Agora, vejamos como essas duas passagens se conectam e nos ensinam sobre o imenso amor de Deus. Em Gênesis, vemos a queda da humanidade através do pecado. Em João, vemos a redenção da humanidade através do sacrifício de Jesus, com Maria ao seu lado. Onde Adão e Eva falharam, Jesus e Maria triunfaram. Esta é a grande esperança que temos como cristãos: que em Cristo, todas as nossas falhas podem ser redimidas.

Maria, como nossa mãe espiritual, nos convida a nos aproximar mais de Jesus, a responder ao chamado de Deus com fidelidade. Ela nos mostra que, mesmo nas dificuldades, podemos encontrar força e esperança em Deus. É uma mensagem poderosa que ressoa em nossa vida diária.

Vamos refletir sobre como podemos aplicar essas lições em nossas vidas. Pensem nos momentos em que nos sentimos tentados a nos afastar de Deus. Talvez seja no trabalho, onde enfrentamos dilemas éticos, ou em nossas famílias, onde conflitos e mal-entendidos surgem. Maria nos ensina a responder com amor e fé, mesmo quando é difícil.

Podemos usar a metáfora de uma âncora em meio a uma tempestade. Maria é essa âncora para nós. Quando as tempestades da vida nos ameaçam, devemos nos apegar a ela, que nos levará a Cristo.

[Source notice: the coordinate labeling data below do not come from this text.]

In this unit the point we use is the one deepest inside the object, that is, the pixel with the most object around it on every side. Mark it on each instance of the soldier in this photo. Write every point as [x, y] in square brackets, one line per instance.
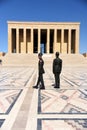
[40, 72]
[57, 67]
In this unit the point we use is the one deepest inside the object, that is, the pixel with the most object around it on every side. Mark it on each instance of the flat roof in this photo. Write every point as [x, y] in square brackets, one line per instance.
[44, 23]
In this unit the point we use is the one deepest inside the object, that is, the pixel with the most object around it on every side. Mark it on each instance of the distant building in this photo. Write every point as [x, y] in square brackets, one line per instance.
[45, 37]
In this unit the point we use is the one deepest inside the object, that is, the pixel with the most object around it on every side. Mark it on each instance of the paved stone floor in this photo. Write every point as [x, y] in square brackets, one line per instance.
[25, 108]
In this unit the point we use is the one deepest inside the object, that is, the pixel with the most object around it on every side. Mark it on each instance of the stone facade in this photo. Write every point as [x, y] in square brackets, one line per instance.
[45, 37]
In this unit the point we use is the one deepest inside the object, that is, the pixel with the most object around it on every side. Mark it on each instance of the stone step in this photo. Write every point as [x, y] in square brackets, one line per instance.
[32, 59]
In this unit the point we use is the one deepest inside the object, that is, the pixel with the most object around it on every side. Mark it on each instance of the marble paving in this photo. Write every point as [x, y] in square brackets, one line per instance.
[50, 109]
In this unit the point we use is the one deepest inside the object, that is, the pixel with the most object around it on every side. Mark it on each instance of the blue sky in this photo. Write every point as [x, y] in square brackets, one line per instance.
[43, 10]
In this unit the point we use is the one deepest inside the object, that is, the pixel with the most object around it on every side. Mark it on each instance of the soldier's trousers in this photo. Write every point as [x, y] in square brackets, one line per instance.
[40, 79]
[57, 80]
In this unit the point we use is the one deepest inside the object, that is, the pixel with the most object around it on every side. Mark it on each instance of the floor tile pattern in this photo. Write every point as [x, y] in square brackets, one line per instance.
[60, 124]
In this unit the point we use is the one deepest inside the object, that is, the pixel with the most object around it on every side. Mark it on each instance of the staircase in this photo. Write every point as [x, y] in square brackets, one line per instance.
[32, 59]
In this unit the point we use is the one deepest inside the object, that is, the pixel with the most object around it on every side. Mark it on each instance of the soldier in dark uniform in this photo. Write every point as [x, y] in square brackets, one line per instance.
[57, 67]
[40, 72]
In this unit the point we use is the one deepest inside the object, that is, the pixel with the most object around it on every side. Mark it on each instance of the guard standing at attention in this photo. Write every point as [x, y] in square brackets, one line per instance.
[40, 72]
[57, 67]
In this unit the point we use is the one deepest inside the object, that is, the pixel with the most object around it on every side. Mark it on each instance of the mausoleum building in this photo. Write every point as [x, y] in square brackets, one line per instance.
[45, 37]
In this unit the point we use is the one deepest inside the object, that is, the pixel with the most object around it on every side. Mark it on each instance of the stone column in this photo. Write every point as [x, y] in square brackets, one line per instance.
[77, 41]
[9, 40]
[48, 36]
[24, 40]
[17, 40]
[69, 41]
[62, 40]
[55, 40]
[39, 40]
[31, 46]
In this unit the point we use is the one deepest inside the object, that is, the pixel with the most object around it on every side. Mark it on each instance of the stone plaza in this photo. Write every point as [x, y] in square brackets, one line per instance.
[24, 108]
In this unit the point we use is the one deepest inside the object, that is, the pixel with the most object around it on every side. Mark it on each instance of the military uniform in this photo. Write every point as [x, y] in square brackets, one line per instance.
[40, 73]
[57, 67]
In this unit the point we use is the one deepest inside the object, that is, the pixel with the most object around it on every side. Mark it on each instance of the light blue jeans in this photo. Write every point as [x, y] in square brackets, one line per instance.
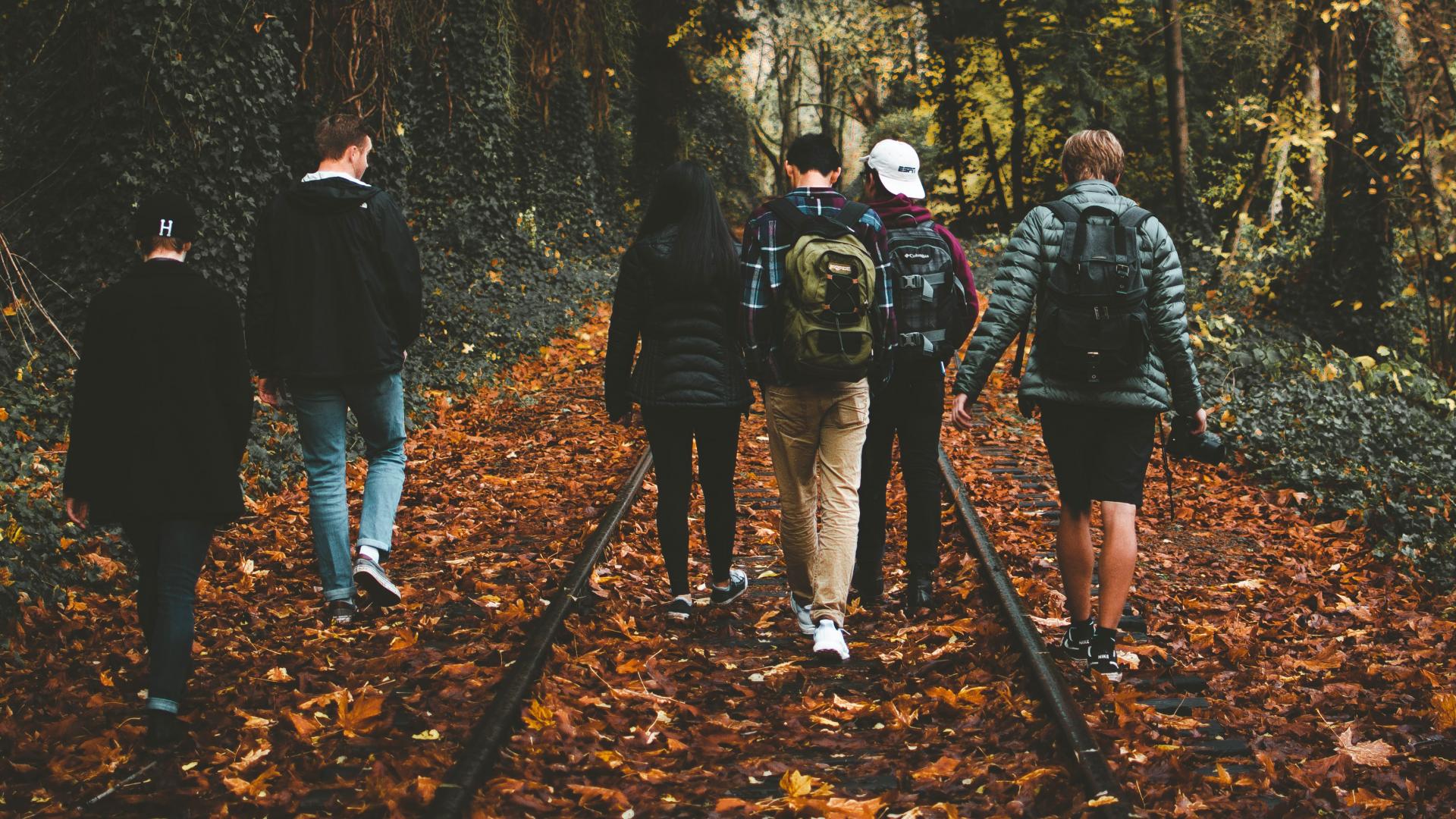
[379, 407]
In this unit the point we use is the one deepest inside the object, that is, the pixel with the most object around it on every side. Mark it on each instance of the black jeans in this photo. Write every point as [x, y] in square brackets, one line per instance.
[169, 557]
[910, 407]
[672, 431]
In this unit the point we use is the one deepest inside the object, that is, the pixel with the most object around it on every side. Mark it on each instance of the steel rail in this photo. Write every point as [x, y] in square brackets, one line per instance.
[1097, 776]
[492, 730]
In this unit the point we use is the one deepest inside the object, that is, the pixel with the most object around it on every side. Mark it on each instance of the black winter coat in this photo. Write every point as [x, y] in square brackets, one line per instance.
[691, 356]
[164, 400]
[335, 286]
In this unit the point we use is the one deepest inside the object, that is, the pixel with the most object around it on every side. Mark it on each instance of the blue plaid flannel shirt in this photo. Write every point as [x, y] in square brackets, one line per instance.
[762, 259]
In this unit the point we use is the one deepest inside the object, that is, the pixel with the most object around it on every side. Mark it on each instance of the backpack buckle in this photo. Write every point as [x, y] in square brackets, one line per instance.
[918, 283]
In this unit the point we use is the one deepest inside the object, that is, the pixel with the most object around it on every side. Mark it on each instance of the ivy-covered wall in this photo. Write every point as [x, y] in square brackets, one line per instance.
[497, 129]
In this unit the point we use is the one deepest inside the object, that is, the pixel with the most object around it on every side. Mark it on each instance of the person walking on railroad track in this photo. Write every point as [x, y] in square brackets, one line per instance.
[679, 292]
[1111, 353]
[334, 303]
[817, 318]
[159, 423]
[935, 311]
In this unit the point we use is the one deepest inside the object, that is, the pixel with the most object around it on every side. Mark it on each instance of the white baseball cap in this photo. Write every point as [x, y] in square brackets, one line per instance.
[899, 168]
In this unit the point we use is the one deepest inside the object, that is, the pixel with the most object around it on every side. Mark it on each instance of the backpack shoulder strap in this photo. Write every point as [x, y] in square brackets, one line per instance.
[1063, 210]
[851, 215]
[789, 215]
[1134, 218]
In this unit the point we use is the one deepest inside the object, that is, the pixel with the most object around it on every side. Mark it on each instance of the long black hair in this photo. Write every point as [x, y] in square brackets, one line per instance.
[704, 254]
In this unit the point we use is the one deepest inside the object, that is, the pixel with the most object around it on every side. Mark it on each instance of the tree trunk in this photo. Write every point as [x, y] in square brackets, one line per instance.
[1177, 104]
[1316, 156]
[1018, 118]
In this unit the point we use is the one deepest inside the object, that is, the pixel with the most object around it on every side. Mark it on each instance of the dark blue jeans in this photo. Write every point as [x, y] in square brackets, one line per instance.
[169, 560]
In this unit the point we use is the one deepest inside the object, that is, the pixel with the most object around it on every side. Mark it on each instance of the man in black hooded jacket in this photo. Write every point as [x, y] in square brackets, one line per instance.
[332, 305]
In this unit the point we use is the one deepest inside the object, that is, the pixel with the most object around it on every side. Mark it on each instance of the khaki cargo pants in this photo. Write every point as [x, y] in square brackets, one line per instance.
[816, 436]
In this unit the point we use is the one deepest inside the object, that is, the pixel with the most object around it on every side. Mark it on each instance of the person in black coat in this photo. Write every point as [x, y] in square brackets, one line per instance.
[679, 292]
[334, 303]
[159, 423]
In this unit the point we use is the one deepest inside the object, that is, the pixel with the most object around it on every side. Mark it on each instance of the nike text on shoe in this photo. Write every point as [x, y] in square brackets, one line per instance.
[1103, 654]
[341, 613]
[1078, 639]
[680, 608]
[369, 576]
[802, 615]
[829, 643]
[737, 585]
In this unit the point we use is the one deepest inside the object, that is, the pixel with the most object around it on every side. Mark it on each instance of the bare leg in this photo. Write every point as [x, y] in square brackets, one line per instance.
[1075, 557]
[1119, 560]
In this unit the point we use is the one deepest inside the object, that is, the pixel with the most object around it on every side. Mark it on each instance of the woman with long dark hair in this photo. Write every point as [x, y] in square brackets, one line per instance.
[679, 292]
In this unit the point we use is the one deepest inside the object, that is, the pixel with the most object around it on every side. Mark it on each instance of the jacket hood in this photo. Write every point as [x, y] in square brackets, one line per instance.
[900, 212]
[1091, 187]
[331, 194]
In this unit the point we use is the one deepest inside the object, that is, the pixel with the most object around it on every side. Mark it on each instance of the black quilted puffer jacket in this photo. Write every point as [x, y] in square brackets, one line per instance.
[691, 354]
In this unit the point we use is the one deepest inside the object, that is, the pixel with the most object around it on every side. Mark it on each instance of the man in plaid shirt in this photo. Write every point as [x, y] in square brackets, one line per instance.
[816, 428]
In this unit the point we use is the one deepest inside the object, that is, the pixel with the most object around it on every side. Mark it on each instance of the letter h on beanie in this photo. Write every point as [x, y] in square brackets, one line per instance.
[165, 213]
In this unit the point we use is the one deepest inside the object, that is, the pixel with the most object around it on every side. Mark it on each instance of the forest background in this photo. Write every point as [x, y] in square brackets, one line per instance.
[1302, 152]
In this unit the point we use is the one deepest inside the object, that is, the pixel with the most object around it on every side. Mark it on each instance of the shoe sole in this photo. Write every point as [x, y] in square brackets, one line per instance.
[379, 589]
[830, 656]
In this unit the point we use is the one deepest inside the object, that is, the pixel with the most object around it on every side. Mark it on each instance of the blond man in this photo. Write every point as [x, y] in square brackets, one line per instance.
[1111, 353]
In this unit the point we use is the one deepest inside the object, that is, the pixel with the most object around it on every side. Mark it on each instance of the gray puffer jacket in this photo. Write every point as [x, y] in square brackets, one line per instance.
[1168, 379]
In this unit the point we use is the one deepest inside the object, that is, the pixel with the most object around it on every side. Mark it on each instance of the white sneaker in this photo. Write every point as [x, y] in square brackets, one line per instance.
[829, 643]
[802, 615]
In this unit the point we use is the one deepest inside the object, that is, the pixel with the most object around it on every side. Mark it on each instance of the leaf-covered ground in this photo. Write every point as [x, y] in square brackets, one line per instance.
[1338, 670]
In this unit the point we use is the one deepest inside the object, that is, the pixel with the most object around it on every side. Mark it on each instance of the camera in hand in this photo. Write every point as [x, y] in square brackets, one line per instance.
[1206, 447]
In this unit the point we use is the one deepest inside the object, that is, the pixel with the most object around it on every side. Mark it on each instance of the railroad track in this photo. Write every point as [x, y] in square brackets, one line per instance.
[862, 777]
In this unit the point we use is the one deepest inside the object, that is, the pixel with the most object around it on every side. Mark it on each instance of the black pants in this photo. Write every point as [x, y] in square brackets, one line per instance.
[672, 431]
[909, 409]
[169, 557]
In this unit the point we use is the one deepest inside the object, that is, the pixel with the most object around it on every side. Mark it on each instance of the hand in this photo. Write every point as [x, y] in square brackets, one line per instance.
[77, 510]
[270, 391]
[1200, 423]
[962, 411]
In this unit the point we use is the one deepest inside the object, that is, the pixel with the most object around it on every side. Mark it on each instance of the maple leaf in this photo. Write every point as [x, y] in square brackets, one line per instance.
[794, 783]
[359, 716]
[1443, 708]
[539, 717]
[1375, 752]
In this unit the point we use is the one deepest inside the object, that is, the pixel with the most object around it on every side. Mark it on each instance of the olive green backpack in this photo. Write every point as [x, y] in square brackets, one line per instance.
[830, 283]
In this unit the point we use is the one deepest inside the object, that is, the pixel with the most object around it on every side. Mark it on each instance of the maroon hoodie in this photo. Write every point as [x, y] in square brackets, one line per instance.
[899, 212]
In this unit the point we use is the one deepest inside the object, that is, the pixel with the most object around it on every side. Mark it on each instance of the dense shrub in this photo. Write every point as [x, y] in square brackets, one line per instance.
[1372, 439]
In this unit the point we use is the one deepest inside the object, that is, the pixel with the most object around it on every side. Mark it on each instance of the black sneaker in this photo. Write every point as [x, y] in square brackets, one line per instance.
[369, 576]
[680, 608]
[919, 595]
[870, 591]
[1079, 639]
[341, 613]
[737, 585]
[1103, 654]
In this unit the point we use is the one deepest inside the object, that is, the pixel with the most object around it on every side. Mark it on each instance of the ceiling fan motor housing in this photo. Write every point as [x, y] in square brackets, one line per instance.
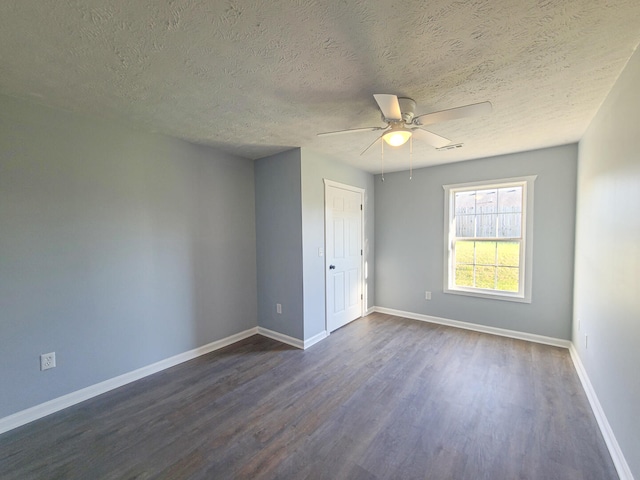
[408, 108]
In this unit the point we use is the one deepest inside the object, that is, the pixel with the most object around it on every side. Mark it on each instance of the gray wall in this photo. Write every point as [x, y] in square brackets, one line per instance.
[409, 226]
[117, 249]
[607, 286]
[279, 242]
[315, 168]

Em nossos momentos de dúvida e medo, podemos nos lembrar de Maria ao pé da cruz, firme e fiel, e buscar essa mesma força em nossa vida.

Além disso, devemos nos lembrar de que, como Maria, somos chamados a cuidar uns dos outros. Quando Jesus nos deu Maria como mãe, Ele também nos chamou a sermos irmãos e irmãs em Cristo, cuidando uns dos outros com o mesmo amor que Ele tem por nós. Em nossas comunidades, devemos ser o reflexo desse amor, ajudando e apoiando aqueles que estão em necessidade.

Vamos agora trazer essas reflexões para uma ação prática. Como podemos ser mais como Maria em nosso dia a dia? Podemos começar com pequenas ações: oferecer um ouvido atento a alguém que precisa desabafar, ajudar um vizinho com uma tarefa difícil, ou simplesmente ser mais paciente e compreensivo com nossos familiares. Cada pequeno ato de amor e fidelidade é um passo em direção a uma vida mais plena em Cristo.

Em momentos de oração, podemos pedir a Maria que interceda por nós, que nos ajude a permanecer fiéis a Deus, assim como ela foi. Podemos pedir que ela nos guie em nossas decisões, para que possamos sempre escolher o caminho que nos leva mais perto de seu Filho.

Concluindo, quero que levem para casa a imagem de Maria ao pé da cruz. Que sua fidelidade e amor sejam um exemplo constante em nossas vidas. Que possamos sempre nos lembrar de que, mesmo nas dificuldades, Deus está conosco, nos chamando e nos amando incondicionalmente. E que, através da intercessão de Maria, possamos encontrar a força e a coragem para responder a esse chamado com todo o nosso coração.

Que a graça de Deus nos acompanhe e nos guie em cada passo do nosso caminho. Amém.